The Australian dollar fell by more than half a cent to 93.21 USc after the CPI was released at 11.30 am.
It then fell further, under 93c after the Chinese manufacturing report was released. It was trading around 93.80 this morning – all up it lost close to a cent yesterday and overnight.
Australian shares rose 0.7%, supported by another day of investor buying of banks and consumer stocks, such as retailers.
ASX 200 index advanced for its fifth consecutive session of gains, up 38.5 points at 5517.8, its highest close since June 2008.
It reached a new six-year high of 5521.4 in trading. The All Ords was up 35 points to close at 5502.2.
For the second day in a row Westpac and ANZ hit fresh all time highs, both rising 0.9% to $35.62 and $34.59, respectively.
Economists had forecast an 0.8% quarterly rise for headline inflation and an annual growth of 3.2% and an 0.7% rise in the underlying rate (to take that to 2.9%). They were wrong.
In fact the CPI report ended up more important than it should have been because it was lower than anyone had expected, despite price pressures coming from a collection of government decisions and price rises.
That rise in the CPI in the three months to December of 0.8% pushed the annual rate to 2.7%.
That bigger than forecast rise drove the RBA’s shift towards a neutral monetary policy stance in February and its recent reticence on the value of the dollar.
But now inflation has eased, and could have been much less but for a spate of price rises linked to government decisions.
Inflation under control, dollar falls
In its commentary, the Bureau of Statistics said "the most significant price rises this quarter were for tobacco (+6.7%), automotive fuel (+4.1%), secondary education (+6.0%), tertiary education (+4.3%), medical and hospital services (+1.9%) and pharmaceutical products (+6.1%)".
"These rises were partially offset by falls in furniture (-4.3%), maintenance and repair of motor vehicles (-3.3%), international holiday travel and accommodation (-2.4%) and domestic holiday travel and accommodation (-2.4%).

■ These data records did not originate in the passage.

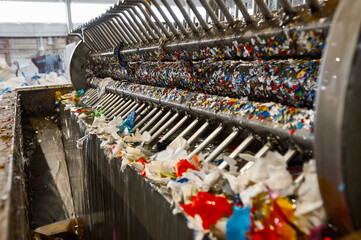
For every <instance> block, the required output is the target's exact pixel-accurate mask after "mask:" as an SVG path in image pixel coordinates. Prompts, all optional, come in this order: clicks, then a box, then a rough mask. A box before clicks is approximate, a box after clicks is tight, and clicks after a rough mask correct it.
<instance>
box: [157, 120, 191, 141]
mask: <svg viewBox="0 0 361 240" xmlns="http://www.w3.org/2000/svg"><path fill="white" fill-rule="evenodd" d="M188 118H189V117H188V116H184V117H183V118H182V119H181V120H180V121H179V122H178V123H177V124H176V125H175V126H174V127H173V128H172V129H171V130H169V132H167V134H165V135H164V136H163V137H162V138H161V139H160V140H159V141H160V142H162V141H164V140H166V139H167V138H169V137H170V136H172V135H173V134H174V133H175V132H176V131H177V130H178V129H179V128H180V127H181V126H182V125H183V124H184V123H185V122H186V121H187V120H188Z"/></svg>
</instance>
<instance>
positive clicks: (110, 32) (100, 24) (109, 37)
mask: <svg viewBox="0 0 361 240" xmlns="http://www.w3.org/2000/svg"><path fill="white" fill-rule="evenodd" d="M98 26H102V27H103V29H104V32H106V33H107V36H108V37H109V39H111V40H112V42H113V45H112V47H115V46H117V45H118V42H119V40H118V38H117V37H116V36H115V34H114V32H113V31H112V30H111V29H110V28H109V26H108V23H107V22H106V21H105V22H103V23H101V24H99V25H98Z"/></svg>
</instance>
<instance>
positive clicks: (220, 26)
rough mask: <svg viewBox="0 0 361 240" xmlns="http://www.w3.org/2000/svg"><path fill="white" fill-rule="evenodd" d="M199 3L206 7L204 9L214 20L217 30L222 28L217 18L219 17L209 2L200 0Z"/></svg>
mask: <svg viewBox="0 0 361 240" xmlns="http://www.w3.org/2000/svg"><path fill="white" fill-rule="evenodd" d="M199 2H200V3H201V4H202V6H203V7H204V9H205V10H206V12H207V13H208V15H209V17H210V18H211V19H212V22H213V24H214V25H215V26H216V27H217V28H221V27H222V25H221V23H220V21H219V19H218V17H217V15H216V14H215V13H214V11H213V9H212V7H211V6H210V5H209V3H208V2H207V0H199Z"/></svg>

"The tobacco price increase was caused by the federal excise tax rise from 1 December 2013 as well as the March 2014 biannual indexation based on the ABS’ Average Weekly Ordinary Times Earnings (AWOTE) rate.
"Education prices have risen with the commencement of the new school year.
"Rises for medical and hospital services and pharmaceutical products were a result of the cyclical reduction in the proportion of patients who qualify for subsidies under the Medicare Benefits Scheme and Pharmaceutical Benefits Scheme at the start of each calendar year," the ABS commented.
Without those government-linked price rises, the CPI may not have risen very much at all in the quarter.